The 5-year DSS for the cohort was 76.0% (95% CI, 74.1%-77.8%), with 569 deaths due to oral SCC. Multivariable analysis showed a statistically significant association between the log-transformed DOI (hazard ratio [HR], 1.31; 95% CI, 1.13-1.51) (P < .001) and DSS, after adjusting for pT category, pN category, adjuvant therapy, and time of treatment (Table 3). A sensitivity analysis confirmed that the results were robust to additional adjustment for age, sex, extracapsular spread, and margin status (Table 3). Importantly, pT category remained an important predictor of DSS in the presence of information on DOI (P < .001), suggesting that these 2 variables provide complementary prognostic information. In support of this hypothesis, we compared the minimally adjusted model with and without DOI and found significant improvement in model fit with the inclusion of DOI (P < .001). Finally, a 2-stage random effects meta-analysis confirmed that there was no evidence of between-center heterogeneity in the prognostic impact of DOI in both minimally adjusted (I2 = 16.2%; P = .30) and fully adjusted models (I2 = 6.3%; P = .38).

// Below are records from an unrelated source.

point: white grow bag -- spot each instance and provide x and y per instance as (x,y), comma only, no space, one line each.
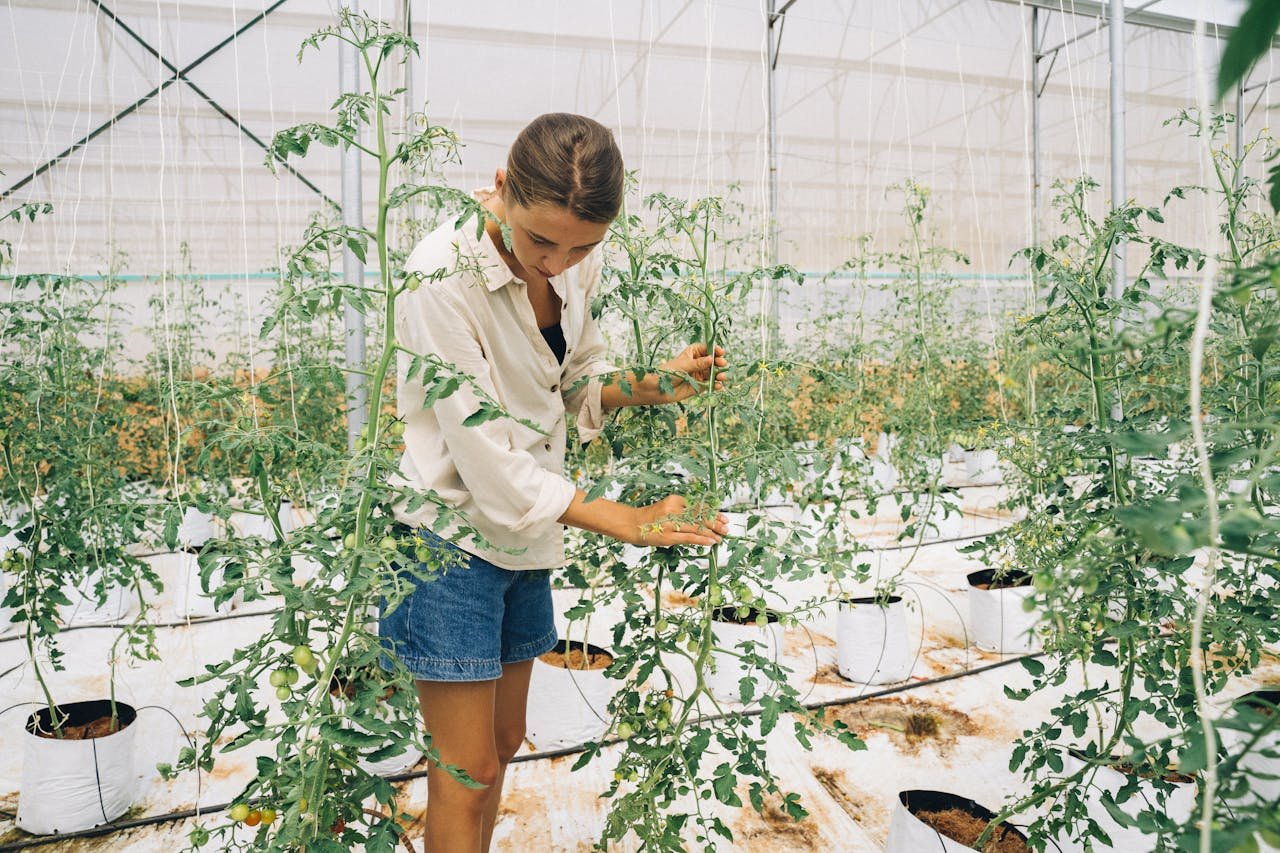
(1179,804)
(997,620)
(196,528)
(72,785)
(727,667)
(567,706)
(872,643)
(908,834)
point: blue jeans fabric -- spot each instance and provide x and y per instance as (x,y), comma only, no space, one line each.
(470,620)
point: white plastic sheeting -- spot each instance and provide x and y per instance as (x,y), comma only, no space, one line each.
(869,94)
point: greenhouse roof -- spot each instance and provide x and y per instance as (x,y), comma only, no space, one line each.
(869,95)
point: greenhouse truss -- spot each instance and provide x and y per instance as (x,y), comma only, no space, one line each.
(997,447)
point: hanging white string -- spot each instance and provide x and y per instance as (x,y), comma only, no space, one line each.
(246,331)
(1205,308)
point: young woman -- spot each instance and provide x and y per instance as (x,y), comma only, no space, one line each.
(519,322)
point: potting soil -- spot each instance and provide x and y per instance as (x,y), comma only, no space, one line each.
(967,829)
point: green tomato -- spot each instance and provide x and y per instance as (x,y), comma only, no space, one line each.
(1179,539)
(304,657)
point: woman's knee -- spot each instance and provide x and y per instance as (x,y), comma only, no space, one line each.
(508,740)
(485,772)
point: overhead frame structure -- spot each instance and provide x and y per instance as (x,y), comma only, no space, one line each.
(352,268)
(1114,16)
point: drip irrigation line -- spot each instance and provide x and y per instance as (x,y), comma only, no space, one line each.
(210,620)
(177,623)
(531,756)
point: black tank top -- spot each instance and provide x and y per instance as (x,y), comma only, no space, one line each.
(554,337)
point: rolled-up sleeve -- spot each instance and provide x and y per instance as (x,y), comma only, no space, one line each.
(504,480)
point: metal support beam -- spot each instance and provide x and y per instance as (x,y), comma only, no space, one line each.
(1118,158)
(181,74)
(776,23)
(1238,137)
(352,269)
(177,74)
(1037,90)
(1150,19)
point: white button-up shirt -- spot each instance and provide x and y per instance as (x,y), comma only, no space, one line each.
(504,478)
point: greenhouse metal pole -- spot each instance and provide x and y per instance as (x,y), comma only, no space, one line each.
(772,133)
(1238,142)
(1118,153)
(1118,163)
(1037,192)
(352,269)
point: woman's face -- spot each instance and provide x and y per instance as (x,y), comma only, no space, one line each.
(548,238)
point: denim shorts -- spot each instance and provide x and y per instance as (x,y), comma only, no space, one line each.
(470,620)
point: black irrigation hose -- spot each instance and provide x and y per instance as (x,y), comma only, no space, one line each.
(177,623)
(208,620)
(531,756)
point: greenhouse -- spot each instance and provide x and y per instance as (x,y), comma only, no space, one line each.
(656,425)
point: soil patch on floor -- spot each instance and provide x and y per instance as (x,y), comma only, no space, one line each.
(777,829)
(864,810)
(909,723)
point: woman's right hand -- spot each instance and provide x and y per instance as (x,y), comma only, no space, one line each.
(670,523)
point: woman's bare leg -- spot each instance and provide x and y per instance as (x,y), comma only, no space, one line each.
(460,716)
(511,698)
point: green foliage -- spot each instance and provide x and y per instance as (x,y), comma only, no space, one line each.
(64,501)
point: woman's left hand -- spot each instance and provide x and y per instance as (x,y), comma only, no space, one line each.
(695,364)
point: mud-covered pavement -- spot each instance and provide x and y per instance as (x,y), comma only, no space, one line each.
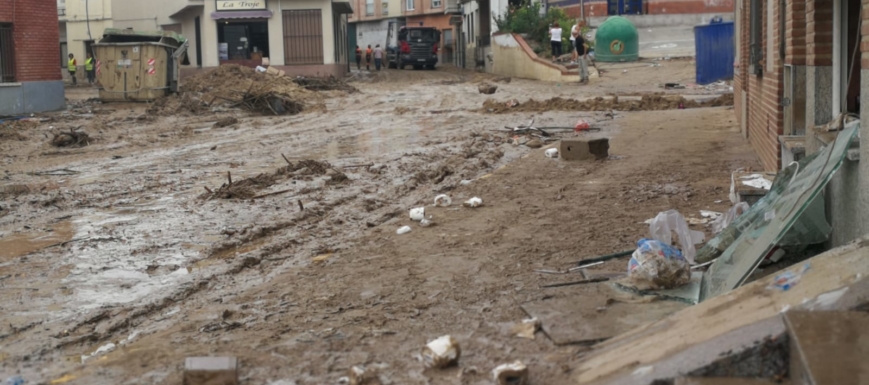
(120,258)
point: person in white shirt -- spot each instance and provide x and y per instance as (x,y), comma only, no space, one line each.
(555,37)
(574,31)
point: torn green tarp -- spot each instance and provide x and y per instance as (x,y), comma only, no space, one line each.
(751,237)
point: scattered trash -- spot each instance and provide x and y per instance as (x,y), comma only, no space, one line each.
(511,374)
(441,353)
(473,202)
(656,265)
(444,200)
(360,375)
(487,88)
(667,222)
(723,221)
(417,214)
(757,181)
(527,328)
(788,279)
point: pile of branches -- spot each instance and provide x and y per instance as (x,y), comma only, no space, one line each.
(325,84)
(73,138)
(266,102)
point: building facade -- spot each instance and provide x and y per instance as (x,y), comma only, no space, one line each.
(29,78)
(81,23)
(301,37)
(371,20)
(801,65)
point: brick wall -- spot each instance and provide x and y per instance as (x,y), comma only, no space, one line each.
(819,32)
(765,116)
(37,38)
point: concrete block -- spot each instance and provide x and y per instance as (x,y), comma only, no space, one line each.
(584,149)
(211,371)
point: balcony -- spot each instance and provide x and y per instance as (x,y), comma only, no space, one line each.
(452,7)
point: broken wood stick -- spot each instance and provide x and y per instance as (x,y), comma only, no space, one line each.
(571,283)
(358,165)
(607,257)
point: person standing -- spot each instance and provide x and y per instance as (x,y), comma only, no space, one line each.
(582,53)
(555,40)
(89,69)
(368,58)
(358,58)
(378,57)
(70,66)
(574,32)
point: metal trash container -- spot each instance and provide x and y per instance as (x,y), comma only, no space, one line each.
(713,44)
(137,65)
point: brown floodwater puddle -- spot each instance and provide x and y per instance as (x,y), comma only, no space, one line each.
(18,245)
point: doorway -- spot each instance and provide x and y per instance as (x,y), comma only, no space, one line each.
(243,41)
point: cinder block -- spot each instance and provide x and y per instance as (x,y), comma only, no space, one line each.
(211,371)
(584,149)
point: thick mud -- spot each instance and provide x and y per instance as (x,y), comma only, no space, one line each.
(120,258)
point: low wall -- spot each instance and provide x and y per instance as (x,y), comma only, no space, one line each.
(30,97)
(668,20)
(513,57)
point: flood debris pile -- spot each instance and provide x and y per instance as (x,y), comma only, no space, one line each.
(247,188)
(233,86)
(649,102)
(72,138)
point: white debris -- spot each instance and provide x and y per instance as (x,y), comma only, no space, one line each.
(443,200)
(473,202)
(417,214)
(442,352)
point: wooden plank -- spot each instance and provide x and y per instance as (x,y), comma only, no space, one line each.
(837,280)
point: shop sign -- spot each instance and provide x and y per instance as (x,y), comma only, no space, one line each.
(240,5)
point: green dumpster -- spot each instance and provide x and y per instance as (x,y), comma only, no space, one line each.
(616,40)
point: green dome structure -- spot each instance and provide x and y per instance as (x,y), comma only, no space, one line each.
(616,40)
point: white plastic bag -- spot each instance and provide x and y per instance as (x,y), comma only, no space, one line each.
(723,221)
(667,222)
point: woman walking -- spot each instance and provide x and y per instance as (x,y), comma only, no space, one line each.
(555,37)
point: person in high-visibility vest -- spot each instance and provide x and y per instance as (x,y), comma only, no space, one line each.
(89,68)
(70,66)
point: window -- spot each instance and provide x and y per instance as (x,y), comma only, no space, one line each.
(755,51)
(7,54)
(303,37)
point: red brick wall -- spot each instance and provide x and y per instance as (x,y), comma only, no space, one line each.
(36,35)
(765,116)
(819,32)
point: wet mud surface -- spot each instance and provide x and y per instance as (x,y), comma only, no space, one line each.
(120,258)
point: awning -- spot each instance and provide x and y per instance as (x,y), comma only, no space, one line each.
(263,14)
(342,7)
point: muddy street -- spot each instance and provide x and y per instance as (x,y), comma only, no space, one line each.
(170,233)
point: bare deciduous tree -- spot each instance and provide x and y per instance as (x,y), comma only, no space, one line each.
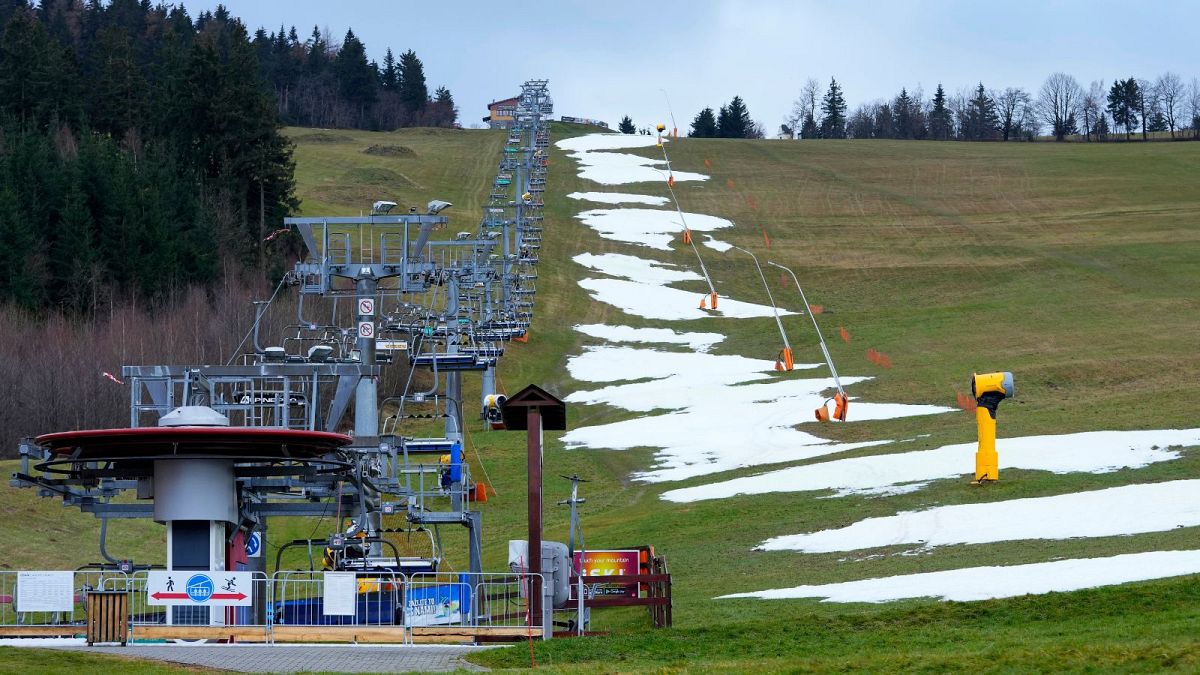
(1170,91)
(1194,107)
(804,108)
(1092,106)
(1059,103)
(1011,107)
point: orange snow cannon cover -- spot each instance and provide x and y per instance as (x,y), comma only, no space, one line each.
(841,406)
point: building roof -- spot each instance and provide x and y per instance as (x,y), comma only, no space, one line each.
(510,101)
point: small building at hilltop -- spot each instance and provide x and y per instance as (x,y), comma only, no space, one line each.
(502,113)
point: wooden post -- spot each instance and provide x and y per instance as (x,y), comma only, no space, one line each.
(533,442)
(534,410)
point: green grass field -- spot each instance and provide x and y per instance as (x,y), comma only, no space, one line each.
(1073,266)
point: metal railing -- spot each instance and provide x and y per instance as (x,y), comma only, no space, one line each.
(52,597)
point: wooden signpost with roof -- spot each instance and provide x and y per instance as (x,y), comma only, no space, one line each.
(533,410)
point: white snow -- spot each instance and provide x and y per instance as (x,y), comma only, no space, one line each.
(1128,509)
(717,244)
(648,300)
(636,269)
(724,411)
(619,168)
(606,142)
(647,227)
(697,341)
(619,198)
(1001,581)
(1093,452)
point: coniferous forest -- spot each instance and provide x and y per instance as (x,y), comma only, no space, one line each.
(141,148)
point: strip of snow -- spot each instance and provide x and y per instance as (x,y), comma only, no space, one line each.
(619,168)
(619,198)
(654,228)
(697,341)
(636,269)
(1092,452)
(1128,509)
(1001,581)
(648,300)
(724,411)
(717,244)
(606,142)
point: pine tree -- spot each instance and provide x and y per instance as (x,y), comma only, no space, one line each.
(25,78)
(904,115)
(810,129)
(703,125)
(982,121)
(413,91)
(318,53)
(733,120)
(833,109)
(355,77)
(443,108)
(1123,101)
(120,85)
(941,124)
(389,77)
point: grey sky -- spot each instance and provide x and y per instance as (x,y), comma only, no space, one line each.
(609,59)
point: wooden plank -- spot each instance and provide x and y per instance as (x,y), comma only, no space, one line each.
(339,633)
(624,579)
(42,631)
(498,631)
(625,602)
(238,633)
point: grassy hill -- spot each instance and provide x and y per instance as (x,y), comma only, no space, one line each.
(1073,266)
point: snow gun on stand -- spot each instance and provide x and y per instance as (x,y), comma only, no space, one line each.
(989,389)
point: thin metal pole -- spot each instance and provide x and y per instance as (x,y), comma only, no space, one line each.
(769,297)
(683,221)
(815,327)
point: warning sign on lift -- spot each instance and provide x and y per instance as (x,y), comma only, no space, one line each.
(187,587)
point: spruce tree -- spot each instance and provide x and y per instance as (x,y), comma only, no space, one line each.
(941,124)
(355,77)
(735,120)
(903,115)
(413,91)
(389,77)
(703,125)
(833,109)
(982,121)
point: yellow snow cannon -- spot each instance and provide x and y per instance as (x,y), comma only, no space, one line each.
(989,389)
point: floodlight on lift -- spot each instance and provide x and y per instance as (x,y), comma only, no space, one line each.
(382,208)
(319,353)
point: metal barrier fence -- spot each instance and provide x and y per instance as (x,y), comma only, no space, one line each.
(485,599)
(52,597)
(424,601)
(336,598)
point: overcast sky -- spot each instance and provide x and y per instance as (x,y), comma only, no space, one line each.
(609,59)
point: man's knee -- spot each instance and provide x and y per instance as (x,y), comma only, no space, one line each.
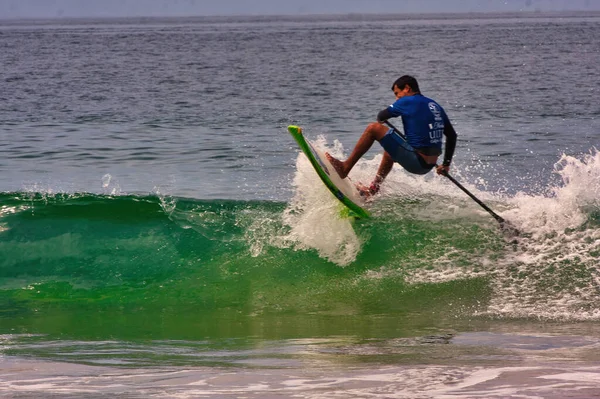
(377,130)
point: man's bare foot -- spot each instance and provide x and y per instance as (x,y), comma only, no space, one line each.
(337,165)
(367,191)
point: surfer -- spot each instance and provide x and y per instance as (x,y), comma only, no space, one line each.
(424,122)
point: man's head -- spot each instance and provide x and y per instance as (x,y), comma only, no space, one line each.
(405,86)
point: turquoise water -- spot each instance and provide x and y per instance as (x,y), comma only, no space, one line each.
(162,236)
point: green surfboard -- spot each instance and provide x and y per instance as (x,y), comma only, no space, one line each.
(342,189)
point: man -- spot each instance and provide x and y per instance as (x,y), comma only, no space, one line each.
(424,122)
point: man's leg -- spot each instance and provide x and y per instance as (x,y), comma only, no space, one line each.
(385,167)
(374,131)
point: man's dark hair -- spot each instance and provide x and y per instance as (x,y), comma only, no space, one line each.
(407,80)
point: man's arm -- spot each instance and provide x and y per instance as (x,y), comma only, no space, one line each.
(451,136)
(384,115)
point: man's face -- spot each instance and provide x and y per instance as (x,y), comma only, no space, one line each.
(401,92)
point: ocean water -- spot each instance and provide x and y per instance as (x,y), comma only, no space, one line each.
(161,235)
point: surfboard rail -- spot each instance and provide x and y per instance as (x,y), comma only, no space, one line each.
(324,173)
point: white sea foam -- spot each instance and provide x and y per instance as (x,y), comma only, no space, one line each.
(553,271)
(314,216)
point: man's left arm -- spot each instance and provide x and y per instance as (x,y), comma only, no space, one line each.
(451,137)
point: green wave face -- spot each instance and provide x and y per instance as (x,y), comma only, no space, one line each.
(135,267)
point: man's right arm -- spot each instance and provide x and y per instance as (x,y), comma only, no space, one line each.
(384,115)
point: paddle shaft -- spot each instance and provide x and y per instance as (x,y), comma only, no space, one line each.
(499,218)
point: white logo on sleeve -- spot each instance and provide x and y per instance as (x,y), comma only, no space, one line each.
(436,111)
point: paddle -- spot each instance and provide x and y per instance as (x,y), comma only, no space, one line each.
(504,225)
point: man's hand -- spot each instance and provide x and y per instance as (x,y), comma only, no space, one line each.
(442,170)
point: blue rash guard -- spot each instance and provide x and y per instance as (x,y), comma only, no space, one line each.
(425,122)
(423,119)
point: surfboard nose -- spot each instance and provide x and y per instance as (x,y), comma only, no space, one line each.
(293,129)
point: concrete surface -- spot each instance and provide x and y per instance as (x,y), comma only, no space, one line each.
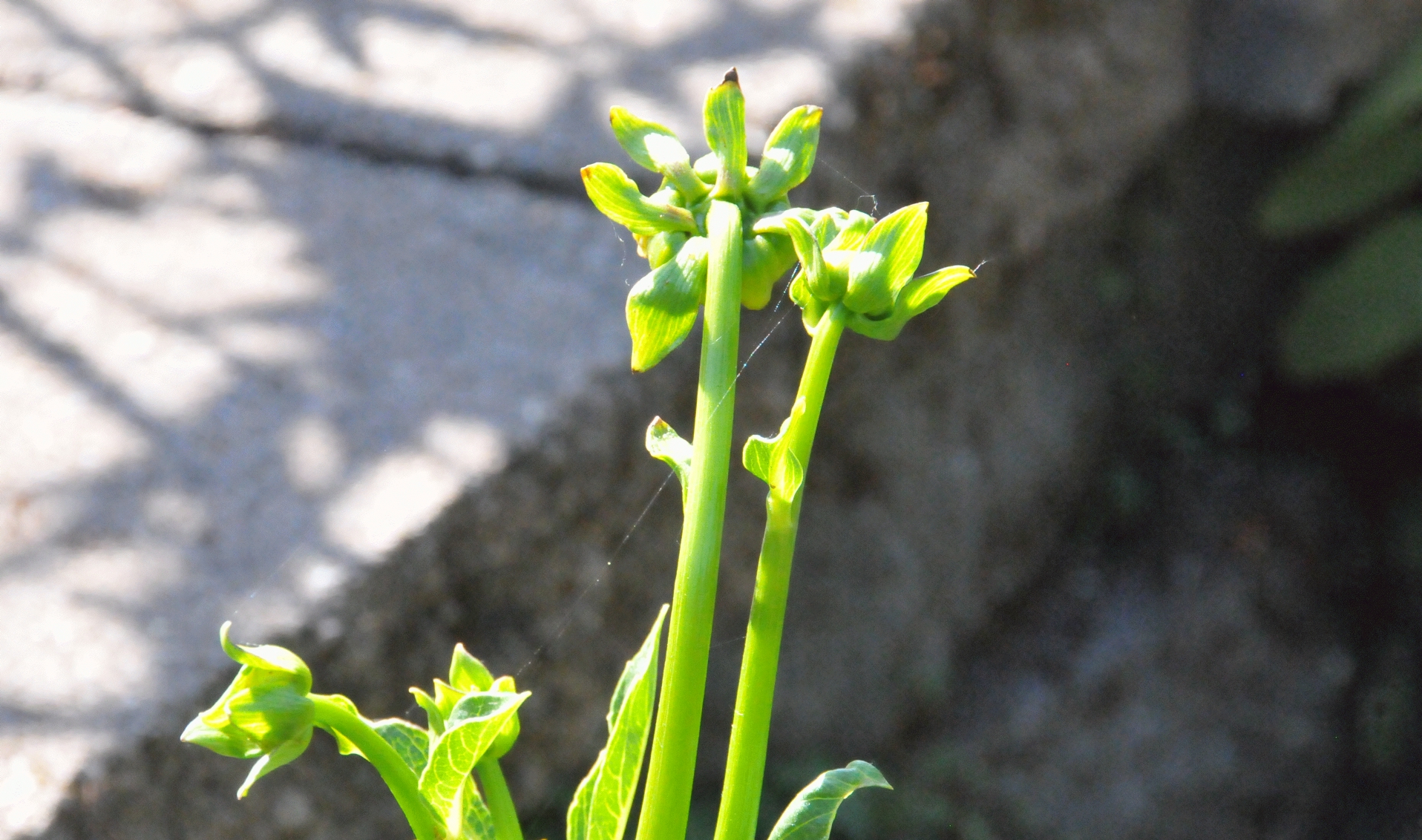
(256,321)
(484,84)
(263,313)
(232,374)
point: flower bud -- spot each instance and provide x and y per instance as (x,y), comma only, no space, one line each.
(263,714)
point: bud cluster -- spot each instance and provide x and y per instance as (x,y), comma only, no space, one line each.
(845,257)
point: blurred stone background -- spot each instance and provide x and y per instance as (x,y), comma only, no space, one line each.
(304,324)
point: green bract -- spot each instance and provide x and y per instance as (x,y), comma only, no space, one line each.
(866,266)
(717,234)
(263,715)
(670,225)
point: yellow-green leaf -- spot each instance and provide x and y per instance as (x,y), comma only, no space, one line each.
(812,812)
(726,134)
(655,147)
(470,731)
(788,155)
(620,201)
(661,307)
(916,298)
(666,445)
(602,802)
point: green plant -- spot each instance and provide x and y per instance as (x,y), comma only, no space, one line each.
(717,234)
(1364,310)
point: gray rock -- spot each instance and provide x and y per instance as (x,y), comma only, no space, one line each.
(948,464)
(1189,684)
(1287,60)
(234,375)
(484,85)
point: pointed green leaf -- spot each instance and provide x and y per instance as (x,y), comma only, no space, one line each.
(1363,312)
(468,672)
(812,812)
(407,739)
(620,201)
(666,445)
(788,157)
(447,697)
(811,307)
(470,729)
(431,708)
(656,148)
(661,307)
(866,287)
(726,135)
(511,729)
(899,237)
(343,744)
(603,799)
(851,229)
(478,822)
(764,260)
(410,741)
(268,658)
(661,248)
(1341,180)
(773,461)
(819,279)
(916,298)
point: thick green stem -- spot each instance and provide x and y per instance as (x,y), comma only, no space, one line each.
(667,799)
(754,695)
(393,770)
(497,795)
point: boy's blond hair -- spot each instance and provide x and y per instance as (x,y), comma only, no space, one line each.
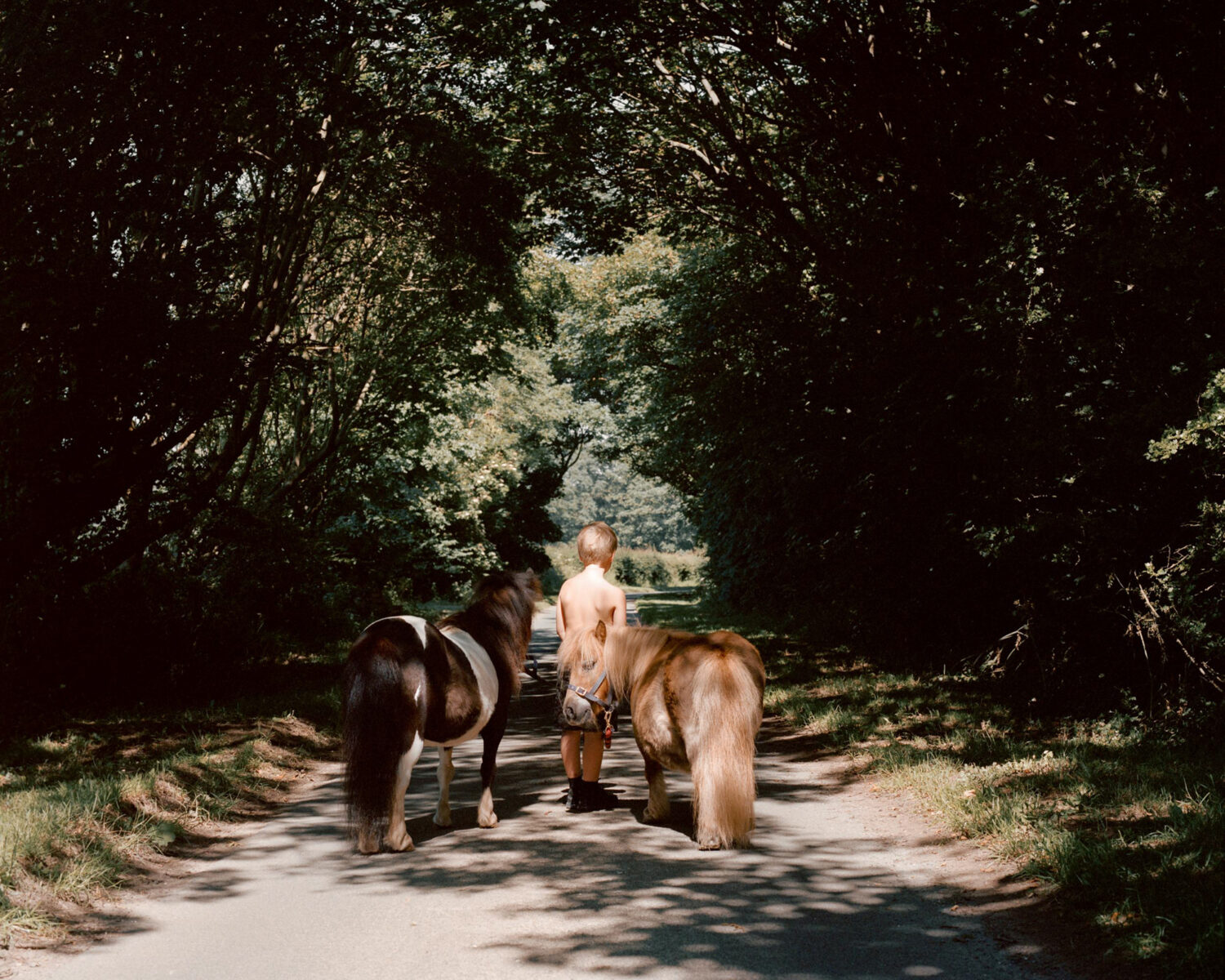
(597,543)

We proceeded to identify optimal cutpoints for dichotomizing DOI separately for each T category, using adjusted Cox regression models stratified by study center. Based on the AIC, the optimal cutpoints were less than 5 mm vs 5 mm or greater in pT category I disease and less than 10 mm vs 10 mm or greater in pT category II, III, and IV disease. The inclusion of the category-specific DOI variable significantly improved model fit for pT1 (P = .01), pT2 (P = .001), and pT3 (P = .004) but not pT4 (P = .11). Figure 1 demonstrates Kaplan-Meier plots of cumulative risk of disease-specific failure according to DOI and pT category.
On the basis of the results of these exploratory analyses, 5 candidate staging systems were devised for assessment as described in Table 4 and shown in Figure 2. Model 1 was a simple model using DOI alone to define T1-3 categories and performed poorly compared with the other candidate models (Figure 2B). This was consistent with our earlier findings suggesting that AJCC T staging provides additional complementary information and cannot be replaced by DOI. Model 2 performed poorly at differentiating between T1 and T2 categories (Figure 2C). This resulted from the increased hazard associated with combining all thin (<5 mm) tumors smaller than 4 cm into T1. Models 3 and 5 were designed to further stratify early tumors; however, there was considerable overlap in 95% CIs for T1a, T1b, and T2 categories in these models as shown in Figure 2D and F. Of the candidate staging systems, model 4 (Figure 2E) was preferred based on a combination of the AIC, C-index, stratification of patients into distinct prognostic groups with fairly evenly separation, minimal overlap of 95% CIs, and parsimony.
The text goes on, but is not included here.